In November 2002 I visited Riverside, California. While there, I explored an orange grove that is in the process of being removed in order to make room for new housing developments. The visual impact of the large grove in various stages of decay and removal was striking. When I returned home, I began work on a project addressing the situation.
Due to the fact that the orange groves are not native to Riverside but were in fact introduced to the area in 1873, my first thoughts were about the complexity of altering a previously altered environment. This begs the question: can the grove be considered “nature” even though it was constructed by human hands?
The “nature” that I am looking at in this project is not pristine, wild, or utopian. It is the “nature” that is most accessible to humans in contemporary societies: in parks, zoos, natural history museums, back yards, and agricultural areas. It is isolated, analyzed, filtered, dissected, categorized, classified, idealized, and edited.
Even though this “nature” is highly subjugated, there is still value in the physical experience of being in a space where one is not surrounded by steel, concrete and technology. In these spaces there are also microcosms of flora and fauna that, if viewed at a certain scale or from a certain perspective, are still wild, interesting, and beautiful. This is not to say that the loss of native “wilderness” is acceptable; instead, I attempt to reassess the reality of our current relationship with the “nature” that most of us encounter on a daily basis.
When the orange groves were initially planted in Riverside, there must have been massive destruction of the native environment—native flora removed, native fauna displaced. While walking in the groves, however, I noticed an abundance of animals and plants that had over the years apparently found a way to exist in this artificial environment. Parts of this grove eco-system have developed relying on human management, and other parts have simply learned how to live in an alien landscape. This tenuous balance will now be undone by the removal of the groves and their replacement with housing developments.
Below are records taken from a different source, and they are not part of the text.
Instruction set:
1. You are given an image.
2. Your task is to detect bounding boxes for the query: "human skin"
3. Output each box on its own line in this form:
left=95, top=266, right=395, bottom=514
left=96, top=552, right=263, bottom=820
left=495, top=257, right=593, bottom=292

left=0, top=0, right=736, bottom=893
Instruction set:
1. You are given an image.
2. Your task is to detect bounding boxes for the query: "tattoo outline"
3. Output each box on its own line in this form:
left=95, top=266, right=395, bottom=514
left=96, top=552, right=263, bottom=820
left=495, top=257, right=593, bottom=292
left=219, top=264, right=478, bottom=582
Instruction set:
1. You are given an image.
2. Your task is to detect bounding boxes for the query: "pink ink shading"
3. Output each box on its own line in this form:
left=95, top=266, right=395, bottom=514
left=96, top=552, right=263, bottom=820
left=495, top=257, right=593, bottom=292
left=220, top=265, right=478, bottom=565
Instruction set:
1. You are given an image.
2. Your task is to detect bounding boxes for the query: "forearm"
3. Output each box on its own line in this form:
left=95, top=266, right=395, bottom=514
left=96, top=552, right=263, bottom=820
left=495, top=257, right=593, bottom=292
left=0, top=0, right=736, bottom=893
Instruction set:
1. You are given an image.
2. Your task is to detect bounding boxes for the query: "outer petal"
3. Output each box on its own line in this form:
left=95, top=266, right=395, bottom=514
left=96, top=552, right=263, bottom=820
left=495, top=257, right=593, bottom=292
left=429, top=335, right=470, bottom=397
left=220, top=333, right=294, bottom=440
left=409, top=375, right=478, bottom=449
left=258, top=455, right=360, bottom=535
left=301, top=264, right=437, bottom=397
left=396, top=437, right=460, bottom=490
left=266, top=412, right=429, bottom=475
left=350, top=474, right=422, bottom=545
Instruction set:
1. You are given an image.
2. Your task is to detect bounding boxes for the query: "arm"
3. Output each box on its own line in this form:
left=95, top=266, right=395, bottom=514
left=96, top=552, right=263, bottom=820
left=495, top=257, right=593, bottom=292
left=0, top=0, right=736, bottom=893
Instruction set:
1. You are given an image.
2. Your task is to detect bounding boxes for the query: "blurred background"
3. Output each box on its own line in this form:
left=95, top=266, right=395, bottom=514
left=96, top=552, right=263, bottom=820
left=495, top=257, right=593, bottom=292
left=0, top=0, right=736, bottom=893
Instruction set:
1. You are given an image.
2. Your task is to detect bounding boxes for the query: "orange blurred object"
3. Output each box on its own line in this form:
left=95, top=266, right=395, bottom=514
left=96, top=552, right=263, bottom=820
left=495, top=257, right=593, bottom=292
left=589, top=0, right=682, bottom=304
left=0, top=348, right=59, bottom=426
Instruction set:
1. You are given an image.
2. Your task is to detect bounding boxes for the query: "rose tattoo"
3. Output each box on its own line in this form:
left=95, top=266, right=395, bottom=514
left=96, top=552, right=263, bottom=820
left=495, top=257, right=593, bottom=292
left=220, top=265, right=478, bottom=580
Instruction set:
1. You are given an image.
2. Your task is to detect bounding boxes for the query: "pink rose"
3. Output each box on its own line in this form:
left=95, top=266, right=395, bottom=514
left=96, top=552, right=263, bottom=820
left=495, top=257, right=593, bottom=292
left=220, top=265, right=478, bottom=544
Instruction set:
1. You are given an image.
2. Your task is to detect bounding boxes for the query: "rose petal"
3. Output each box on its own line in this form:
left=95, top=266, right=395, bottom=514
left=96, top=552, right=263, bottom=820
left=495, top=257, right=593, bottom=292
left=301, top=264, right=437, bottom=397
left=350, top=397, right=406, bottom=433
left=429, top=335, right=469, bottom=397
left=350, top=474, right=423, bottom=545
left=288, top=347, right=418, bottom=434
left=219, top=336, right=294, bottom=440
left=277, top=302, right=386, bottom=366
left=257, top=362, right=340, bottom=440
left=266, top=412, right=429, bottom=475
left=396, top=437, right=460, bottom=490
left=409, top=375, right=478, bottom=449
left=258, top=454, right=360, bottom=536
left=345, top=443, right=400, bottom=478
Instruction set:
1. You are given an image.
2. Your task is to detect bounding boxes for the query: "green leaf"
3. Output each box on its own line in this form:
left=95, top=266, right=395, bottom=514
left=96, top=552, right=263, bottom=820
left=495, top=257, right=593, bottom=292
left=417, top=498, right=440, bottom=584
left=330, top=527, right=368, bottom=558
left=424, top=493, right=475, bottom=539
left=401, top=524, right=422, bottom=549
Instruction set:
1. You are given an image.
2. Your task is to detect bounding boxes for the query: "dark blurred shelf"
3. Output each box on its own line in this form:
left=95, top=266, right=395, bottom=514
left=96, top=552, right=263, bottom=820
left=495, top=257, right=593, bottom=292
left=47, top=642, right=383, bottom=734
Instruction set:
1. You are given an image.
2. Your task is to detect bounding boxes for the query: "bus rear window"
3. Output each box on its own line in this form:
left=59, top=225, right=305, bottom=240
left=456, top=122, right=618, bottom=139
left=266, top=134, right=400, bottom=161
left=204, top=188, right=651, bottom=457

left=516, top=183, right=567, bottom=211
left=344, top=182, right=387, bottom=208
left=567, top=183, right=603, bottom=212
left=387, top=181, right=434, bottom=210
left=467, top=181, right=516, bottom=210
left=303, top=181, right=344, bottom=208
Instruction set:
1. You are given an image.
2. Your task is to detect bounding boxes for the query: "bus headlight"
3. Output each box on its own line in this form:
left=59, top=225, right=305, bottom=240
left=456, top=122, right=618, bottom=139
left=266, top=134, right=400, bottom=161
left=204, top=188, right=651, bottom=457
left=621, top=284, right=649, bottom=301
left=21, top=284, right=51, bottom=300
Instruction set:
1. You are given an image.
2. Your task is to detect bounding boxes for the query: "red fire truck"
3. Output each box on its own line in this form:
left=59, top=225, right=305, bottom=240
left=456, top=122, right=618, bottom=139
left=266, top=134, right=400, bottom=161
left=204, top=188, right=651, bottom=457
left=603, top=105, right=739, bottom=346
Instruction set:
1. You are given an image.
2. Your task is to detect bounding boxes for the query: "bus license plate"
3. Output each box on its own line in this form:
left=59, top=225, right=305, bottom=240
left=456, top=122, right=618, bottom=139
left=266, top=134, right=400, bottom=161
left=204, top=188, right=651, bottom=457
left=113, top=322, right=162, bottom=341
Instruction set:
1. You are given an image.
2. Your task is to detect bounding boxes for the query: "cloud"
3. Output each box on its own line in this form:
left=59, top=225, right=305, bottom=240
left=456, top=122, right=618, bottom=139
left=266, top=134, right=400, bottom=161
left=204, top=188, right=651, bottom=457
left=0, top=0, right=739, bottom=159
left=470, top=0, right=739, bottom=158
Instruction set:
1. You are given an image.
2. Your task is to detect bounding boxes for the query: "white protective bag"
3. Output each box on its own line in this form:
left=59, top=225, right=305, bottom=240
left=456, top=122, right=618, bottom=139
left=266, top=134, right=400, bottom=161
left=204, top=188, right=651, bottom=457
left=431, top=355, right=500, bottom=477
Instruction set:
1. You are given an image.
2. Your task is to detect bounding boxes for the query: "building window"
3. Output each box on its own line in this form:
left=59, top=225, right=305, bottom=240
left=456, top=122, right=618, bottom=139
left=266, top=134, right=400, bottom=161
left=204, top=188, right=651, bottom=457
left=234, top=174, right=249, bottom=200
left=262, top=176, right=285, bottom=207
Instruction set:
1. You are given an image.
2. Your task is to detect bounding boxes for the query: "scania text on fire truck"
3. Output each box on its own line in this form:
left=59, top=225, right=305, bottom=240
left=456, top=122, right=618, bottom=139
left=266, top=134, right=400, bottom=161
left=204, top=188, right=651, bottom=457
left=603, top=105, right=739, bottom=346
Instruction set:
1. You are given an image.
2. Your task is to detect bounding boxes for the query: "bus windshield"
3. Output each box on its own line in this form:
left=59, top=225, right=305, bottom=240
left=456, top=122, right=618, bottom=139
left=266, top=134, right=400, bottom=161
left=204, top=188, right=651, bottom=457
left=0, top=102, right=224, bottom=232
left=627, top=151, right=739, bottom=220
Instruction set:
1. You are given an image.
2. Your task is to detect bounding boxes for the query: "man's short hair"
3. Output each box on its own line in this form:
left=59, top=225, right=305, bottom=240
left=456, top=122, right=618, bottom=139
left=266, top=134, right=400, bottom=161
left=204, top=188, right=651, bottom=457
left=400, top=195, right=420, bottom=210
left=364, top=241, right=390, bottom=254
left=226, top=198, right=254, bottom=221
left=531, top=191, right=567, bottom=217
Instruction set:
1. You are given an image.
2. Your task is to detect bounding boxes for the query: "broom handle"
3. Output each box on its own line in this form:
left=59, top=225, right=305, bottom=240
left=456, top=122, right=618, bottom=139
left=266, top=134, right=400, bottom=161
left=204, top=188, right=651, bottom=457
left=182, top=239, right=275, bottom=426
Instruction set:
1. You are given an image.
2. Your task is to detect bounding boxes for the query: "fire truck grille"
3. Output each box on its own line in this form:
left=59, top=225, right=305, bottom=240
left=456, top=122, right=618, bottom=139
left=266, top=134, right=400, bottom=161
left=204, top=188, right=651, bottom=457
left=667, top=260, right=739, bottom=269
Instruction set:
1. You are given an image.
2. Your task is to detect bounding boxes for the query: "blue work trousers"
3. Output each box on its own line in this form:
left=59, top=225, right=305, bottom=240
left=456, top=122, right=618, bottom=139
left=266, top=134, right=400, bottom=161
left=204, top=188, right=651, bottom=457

Several local residents that I spoke with voiced disapproval of the destruction of the groves and the coming development. Some of them told me that they consider the grove a park-like area where they can go for walks with children and pets and experience a feeling of connectedness with plants and animals. This altered landscape will be lost to paved suburban sprawl, pushing the fractured remains of the native species into smaller and smaller areas.
In fact, one of the first points that I discovered in my research was that Riverside has the highest rate of sprawl in the entire country (based on a study by Reid Ewing of Rutgers University, Rolf Pendall of Cornell University, and Don Chen of Smart Growth America). The experience and ethics of sprawl must not be glibly accepted or dismissed, but documented and questioned.